No archive or collection is perfect and not all people of a community are well-represented in an archive. How do we make sense of these absences and how can we make archives more representative of the whole community? In this event, Carmen Lizardo and Ginger Sedlarova, collage artists from the Artists in the Archives Project who focused on what communities are absent in the archive, join Stewart-Swift Research Center Archivist Eva Garcelon-Hart for a conversation about absence in the archive and the role artists can play in making archives more representative of the whole community. The panel will also be joined by Jillian Hartke, archivist at the Albuquerque Museum’s Photography Archive in New Mexico who will speak about that Museum’s approach to absence, acquisition, representation. Presented in partnership with the Henry Sheldon Museum’s Stewart-Swift Research Center.

The prints are on exhibition at the Museum until 7 January 2023 and the subject of a book published by Kolaj Institute

ABOUT THE SPEAKERS

Eva Garcelon-Hart

Eva Garcelon-Hart has overseen the Sheldon Museum’s Stewart-Swift Research Center archival collections since 2011, where she has particular interest in bringing the Center’s overlooked stories and visual collections to public attention. While there Eva curated several exhibits including: “Charity & Sylvia: A Weybridge Couple,” “Conjuring the Dead: Spirit Art in the Age of Radical Reform,” and “Elephant in the Archives: Silences, Erasure & Relevance.” During 2021-2022 she and her colleagues organized a popular virtual talk series, the “Elephant in the Room: Exploring the Future of Museums.” Eva holds an MA in the History of Art and an MLIS from the University of California at Berkeley.

Carmen Lizardo

Carmen Lizardo was born in the Dominican Republic and immigrated to the U.S. at 19. She holds a BFA in Photography and an MFA in Digital Art from Pratt Institute.
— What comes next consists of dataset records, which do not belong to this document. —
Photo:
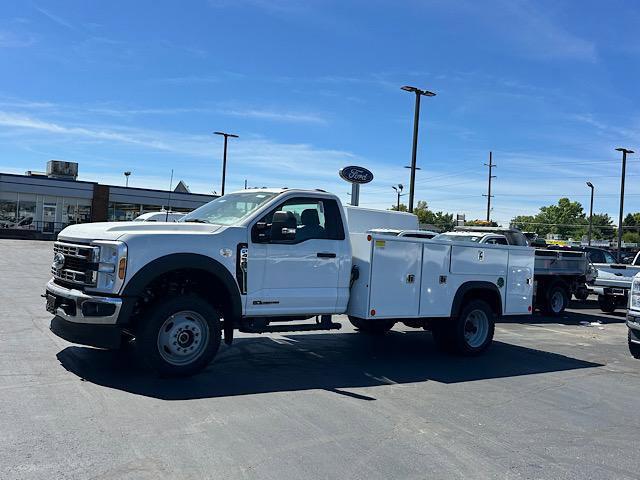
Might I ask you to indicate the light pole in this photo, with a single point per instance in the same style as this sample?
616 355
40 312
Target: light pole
416 120
224 156
624 151
398 188
590 185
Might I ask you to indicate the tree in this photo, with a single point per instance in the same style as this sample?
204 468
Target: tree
567 219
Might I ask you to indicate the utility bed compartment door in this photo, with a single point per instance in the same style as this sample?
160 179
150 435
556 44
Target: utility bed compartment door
479 260
395 278
436 298
520 281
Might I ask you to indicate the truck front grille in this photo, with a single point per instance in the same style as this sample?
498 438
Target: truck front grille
79 268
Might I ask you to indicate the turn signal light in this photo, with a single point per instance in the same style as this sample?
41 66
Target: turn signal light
122 268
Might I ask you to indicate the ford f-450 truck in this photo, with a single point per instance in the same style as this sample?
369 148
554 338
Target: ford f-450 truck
272 260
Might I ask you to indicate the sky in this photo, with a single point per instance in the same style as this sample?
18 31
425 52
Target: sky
550 87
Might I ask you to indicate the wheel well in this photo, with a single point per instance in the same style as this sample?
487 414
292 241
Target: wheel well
184 281
492 297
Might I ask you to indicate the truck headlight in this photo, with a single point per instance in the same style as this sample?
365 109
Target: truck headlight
634 301
111 265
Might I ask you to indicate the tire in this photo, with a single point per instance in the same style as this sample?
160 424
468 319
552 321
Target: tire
556 299
607 303
372 327
179 336
634 348
470 333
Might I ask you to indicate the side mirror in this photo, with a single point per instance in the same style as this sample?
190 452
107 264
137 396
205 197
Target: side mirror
260 232
283 226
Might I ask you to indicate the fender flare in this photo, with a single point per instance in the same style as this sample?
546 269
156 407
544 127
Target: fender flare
466 287
178 261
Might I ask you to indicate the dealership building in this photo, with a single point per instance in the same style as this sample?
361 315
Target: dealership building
46 202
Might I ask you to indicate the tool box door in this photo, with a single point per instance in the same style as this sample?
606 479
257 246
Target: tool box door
395 279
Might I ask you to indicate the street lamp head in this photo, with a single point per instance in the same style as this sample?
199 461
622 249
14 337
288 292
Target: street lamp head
624 150
426 93
226 134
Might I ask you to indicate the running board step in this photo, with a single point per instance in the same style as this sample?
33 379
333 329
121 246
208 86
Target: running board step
292 327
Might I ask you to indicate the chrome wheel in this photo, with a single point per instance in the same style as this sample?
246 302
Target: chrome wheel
476 328
557 301
183 337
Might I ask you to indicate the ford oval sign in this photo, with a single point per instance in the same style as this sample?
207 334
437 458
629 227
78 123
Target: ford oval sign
355 174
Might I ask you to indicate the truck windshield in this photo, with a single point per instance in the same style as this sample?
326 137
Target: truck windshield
229 209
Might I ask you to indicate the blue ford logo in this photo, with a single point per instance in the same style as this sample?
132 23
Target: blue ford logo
58 260
355 174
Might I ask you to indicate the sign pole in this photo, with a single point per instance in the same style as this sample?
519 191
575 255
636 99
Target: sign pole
355 194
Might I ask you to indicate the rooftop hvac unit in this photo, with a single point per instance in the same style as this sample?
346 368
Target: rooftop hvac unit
61 169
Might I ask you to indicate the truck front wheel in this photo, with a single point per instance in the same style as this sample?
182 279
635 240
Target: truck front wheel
179 336
607 303
374 327
555 299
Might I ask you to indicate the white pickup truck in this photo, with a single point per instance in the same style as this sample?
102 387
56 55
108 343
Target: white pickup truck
268 260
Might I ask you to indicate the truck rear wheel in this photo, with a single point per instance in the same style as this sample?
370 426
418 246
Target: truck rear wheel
634 348
555 299
374 327
607 303
470 333
179 336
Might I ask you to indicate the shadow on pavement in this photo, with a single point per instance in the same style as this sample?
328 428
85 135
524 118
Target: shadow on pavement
569 317
330 362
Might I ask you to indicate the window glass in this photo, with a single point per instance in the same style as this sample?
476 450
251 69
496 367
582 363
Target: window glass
229 209
120 212
497 241
8 209
315 218
26 212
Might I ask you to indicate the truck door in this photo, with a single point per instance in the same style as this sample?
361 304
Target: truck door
294 269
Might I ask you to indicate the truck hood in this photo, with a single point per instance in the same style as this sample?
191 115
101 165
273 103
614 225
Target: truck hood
87 232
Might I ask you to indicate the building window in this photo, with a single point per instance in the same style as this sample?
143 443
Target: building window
26 211
8 209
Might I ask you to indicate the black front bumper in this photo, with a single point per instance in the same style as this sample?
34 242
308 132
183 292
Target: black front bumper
101 336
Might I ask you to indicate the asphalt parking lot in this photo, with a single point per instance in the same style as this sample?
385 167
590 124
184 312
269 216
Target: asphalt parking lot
552 399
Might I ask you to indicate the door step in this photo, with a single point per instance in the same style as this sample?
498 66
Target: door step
324 324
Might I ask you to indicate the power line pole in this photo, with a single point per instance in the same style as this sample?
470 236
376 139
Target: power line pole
224 156
488 195
416 120
624 151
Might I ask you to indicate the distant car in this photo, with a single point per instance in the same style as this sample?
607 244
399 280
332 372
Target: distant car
405 233
159 217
For Lizardo, using multiple media has been an essential part of her work, particularly alternative photo processes, printmaking, drawing, and video work. Carmen Lizardo collects memories that weave personal stories, and political and cultural heritages to speak about immigration, race, memory, and identity. Lizardo’s work always begins as an Autobiographical/Autoportrait experience and describes the human need to situate oneself in history, mainly, the one belonging to the American Cultural Collective.

Lizardo had received awards at Women Studio Workshop and New York Foundation for the Arts fellowship (nominated in both Painting and Photography). Lizardo was one of five American Artists of Latino descent awarded an international travel and production grant from the U.S. Department of Cultural Affairs. Lizardo served 15 years as a tenured faculty for SUNY New Paltz’s Fine and Performing Arts program and now is solely dedicated to her studio practice. She lives and works in the Hudson Valley, New York.

Ginger Sedlarova

Ginger Sedlarova is an emerging collage artist living and working in Burnaby, British Columbia, Canada. Her practice grew from her love of making digital photo collages in a former career as a graphic artist on newspapers in Canada and magazines in Central Europe – only now she does this by hand, without an editor looking over her shoulder while she works. She loves to play and indulge in the unexpected. Her work has appeared in galleries and online shows in Canada, the U.S. and in Europe. In 2021, she received an award of merit from the Luxembourg Art Prize for her collage portfolio, and one of her works will be shown in the forthcoming book, Collage Your Life.

Jillian Hartke

Jillian Hartke is the Digital Archivist at the Albuquerque Museum. She studied History at the University of Missouri and completed a Master’s of Library Science at the University of Missouri. She has worked as a librarian in academic, public, and non-profit institutions for ten years, and has worked for the Museum since 2018, managing the Photo Archives–a collection of 150,000 images. She has worked on several large-scale digitization projects, including the Library of Congress’ National Digital Newspaper Project, the Missouri State Archives’ Missouri Digital Heritage project, and the Albuquerque Museum’s e-Museum project. She has presented at the joint Mountain-Plains Library Association and New Mexico Library Association on digitization and promoting online access to institutional collections.